Automatic Reasoning and Tool-use (ART), Explained for Engineers, Folarin Akinloye

ART is a 2023 idea that looks a lot like the agents everyone builds now. It let a frozen language model write its own step-by-step reasoning, stop when it needed a calculator or a search, run the tool, paste the result back, and keep going. No fine-tuning, no hand-scripted tool orchestration per task. If that sounds like a modern tool-calling agent, that is the point.

This is a standalone deep-dive in my prompting-techniques thread. It pairs well with ReAct and with structured outputs and function calling, which are the mechanisms that made this idea practical at scale.

The problem ART was solving#

By early 2023, two tricks were clearly powerful when combined: chain-of-thought (get the model to reason in steps) and tool use (let it call a calculator, a search API, code execution). The trouble was that stitching them together was manual labor. For each new task you had to hand-write reasoned examples and carefully script exactly when the model should stop and call a tool.

That does not scale.

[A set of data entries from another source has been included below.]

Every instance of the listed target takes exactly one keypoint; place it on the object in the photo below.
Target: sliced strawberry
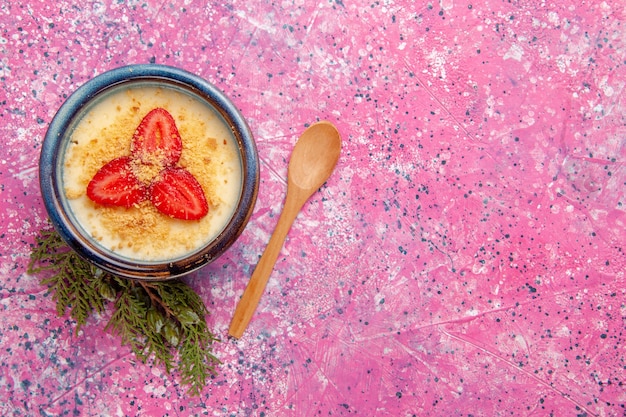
(176, 193)
(116, 185)
(156, 140)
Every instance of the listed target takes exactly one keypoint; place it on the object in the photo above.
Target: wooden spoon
(312, 161)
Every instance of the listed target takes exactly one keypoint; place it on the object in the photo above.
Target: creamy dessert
(150, 227)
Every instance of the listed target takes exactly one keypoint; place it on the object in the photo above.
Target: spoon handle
(253, 292)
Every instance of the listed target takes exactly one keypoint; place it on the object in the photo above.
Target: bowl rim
(53, 194)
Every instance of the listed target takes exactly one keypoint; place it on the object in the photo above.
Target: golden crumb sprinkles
(142, 232)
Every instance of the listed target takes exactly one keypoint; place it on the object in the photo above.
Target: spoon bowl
(312, 162)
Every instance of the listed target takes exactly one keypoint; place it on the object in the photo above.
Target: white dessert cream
(210, 153)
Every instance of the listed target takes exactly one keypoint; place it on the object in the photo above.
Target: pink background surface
(466, 257)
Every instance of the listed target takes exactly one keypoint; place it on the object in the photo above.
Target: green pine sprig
(162, 321)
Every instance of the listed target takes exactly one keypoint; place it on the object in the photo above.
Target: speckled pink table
(465, 259)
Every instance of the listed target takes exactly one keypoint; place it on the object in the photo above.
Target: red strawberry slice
(156, 140)
(176, 193)
(116, 185)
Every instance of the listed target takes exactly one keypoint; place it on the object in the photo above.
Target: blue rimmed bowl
(59, 136)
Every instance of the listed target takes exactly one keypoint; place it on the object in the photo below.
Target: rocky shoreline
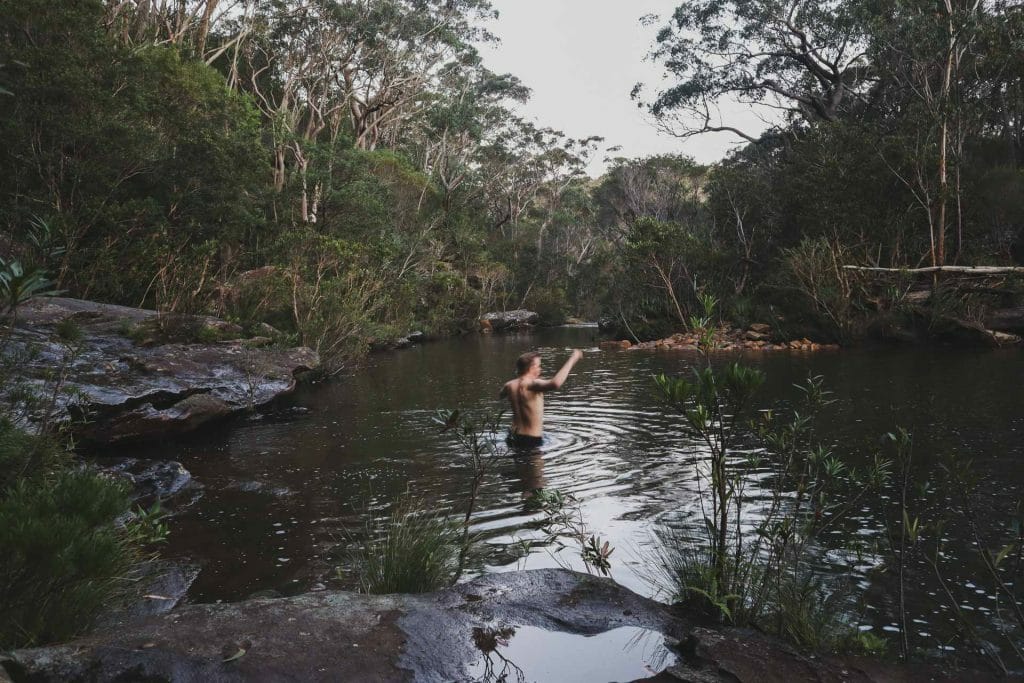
(116, 374)
(542, 625)
(758, 337)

Every new task is a new pile of bespoke prompt engineering. Paranjape et al. (2023) proposed Automatic Reasoning and Tool-use, or ART, to automate the whole thing with a frozen LLM. Frozen matters: no gradient updates, no training run. It is all done through prompting and orchestration.

How ART works#

The framework has two libraries and a runtime loop.

A task library holds examples of multi-step reasoning and tool use, written as little programs.
A tool library holds the tools the model is allowed to call.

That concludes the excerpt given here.